I am going through an exercise for a project and I am a bit at a lost with all the semantics around the yield curve (swap curve, libor rate, zero-coupon bond yield, T-Bill rate, etc.)

In the project, I am given the swap curve at different dates, and I want to calculate the yield curve from it. I am not sure how to approach this problem. Do I have to do it through some sort of derivative contract?

I'm not asking for a specific answer, just maybe some insight into the difference between those 2 curves.

Thanks
 

Ken Abbott

Managing Director
The classic version of this problem (which every finance student in the 90s had to do) is that you are given futures prices for the first n contracts and then are given a series of points further out. From this you have to derive forwards, discount rates, and ultimately yields-to-maturity for every point along curve.
 
The classic version of this problem (which every finance student in the 90s had to do) is that you are given futures prices for the first n contracts and then are given a series of points further out. From this you have to derive forwards, discount rates, and ultimately yields-to-maturity for every point along curve.

Yeah, this clears it out.
I got confused when I looked up some online references and they use some terms interchangeably when they shouldn't. It seems this is common bad practice with all the difference interest rate curves one can derive.
 
A swap curve is to swaps as a yield curve is to bonds. Swap curves and yield curves represent similar types of data in the same kind of manner. They both give you the yield for a given maturity or tenor on the assumption that each point on the curve represents a contract made *right now*. In other words, the yield on a 2M debt made today, the yield on a 6M debt made today, the yield on a 5Y debt, made today, and so on.

It sound like you're given a different kind of information. It sounds like you're given the yield on a 2M debt made tomorrow, the yield on a 6M debt made next week, the yield on a 5Y debt made next month, and so on.

Sounds like the point of your problem is to turn statements like "the yield of a 5Y debt made next month" into a true statement about a debt made today, because once you do that, you can put that data into your yield curve.
 
Hi All,

I am going through an exercise for a project and I am a bit at a lost with all the semantics around the yield curve (swap curve, libor rate, zero-coupon bond yield, T-Bill rate, etc.)

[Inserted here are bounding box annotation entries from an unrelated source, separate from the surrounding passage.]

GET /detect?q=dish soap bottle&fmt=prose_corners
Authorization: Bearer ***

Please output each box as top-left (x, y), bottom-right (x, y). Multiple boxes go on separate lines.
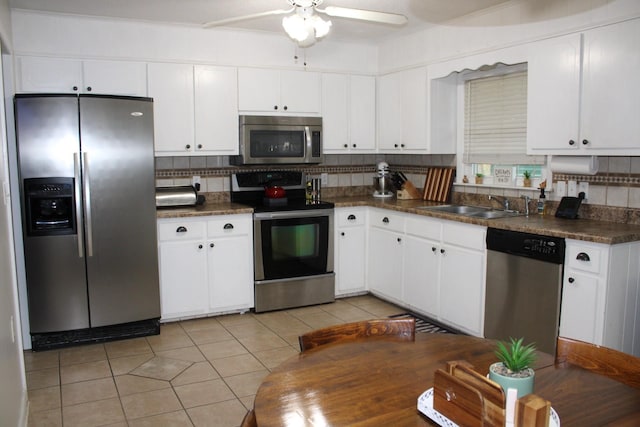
top-left (538, 187), bottom-right (547, 215)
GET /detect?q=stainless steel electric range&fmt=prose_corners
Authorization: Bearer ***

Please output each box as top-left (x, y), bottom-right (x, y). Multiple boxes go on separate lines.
top-left (231, 171), bottom-right (335, 313)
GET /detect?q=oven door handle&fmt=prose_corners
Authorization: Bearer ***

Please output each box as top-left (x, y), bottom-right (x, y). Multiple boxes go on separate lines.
top-left (253, 209), bottom-right (333, 219)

In the project, I am given the swap curve at different dates, and I want to calculate the yield curve from it. I am not sure how to approach this problem. Do I have to do it through some sort of derivative contract?

I'm not asking for a specific answer, just maybe some insight into the difference between those 2 curves.

Thanks
Constructing a zero coupon term structure uses information from cash and derivative markets depending on liquidity. For example – 1 to 3 mth LIBOR, Futures strips to two years, and then interest rate swaps (IRS).

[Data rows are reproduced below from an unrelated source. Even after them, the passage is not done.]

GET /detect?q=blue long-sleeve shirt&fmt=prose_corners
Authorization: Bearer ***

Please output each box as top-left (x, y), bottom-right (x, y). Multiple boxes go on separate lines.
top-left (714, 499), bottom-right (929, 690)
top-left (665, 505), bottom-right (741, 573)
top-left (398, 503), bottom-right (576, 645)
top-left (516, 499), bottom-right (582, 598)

Implied spot rates are derived from Futures using PV and FV. IRS have implied coupons, so a spot zero coupon equivalent is derived. A zero rate should be higher than the implied coupon rate.

Caveats - some use the IRS term structure and don’t derive the zero rates. Then there is a convexity adjustment to true up the basis between Futures and IRS, plus upward/downward sloping curve issues.

All this was done from memory, so maybe I’ll stand corrected.
 
Constructing a zero coupon term structure uses information from cash and derivative markets depending on liquidity. For example – 1 to 3 mth LIBOR, Futures strips to two years, and then interest rate swaps (IRS).

Implied spot rates are derived from Futures using PV and FV. IRS have implied coupons, so a spot zero coupon equivalent is derived. A zero rate should be higher than the implied coupon rate.

Caveats - some use the IRS term structure and don’t derive the zero rates. Then there is a convexity adjustment to true up the basis between Futures and IRS, plus upward/downward sloping curve issues.

All this was done from memory, so maybe I’ll stand corrected.

You are spot on. I ended up using IRS for all dates, although as you said it might not be such a good idea for short term payments. Also there is a MATLAB function called IRDataCurve that performs much of the tedious calculations for you. You only need to provide the appropriate historical rates.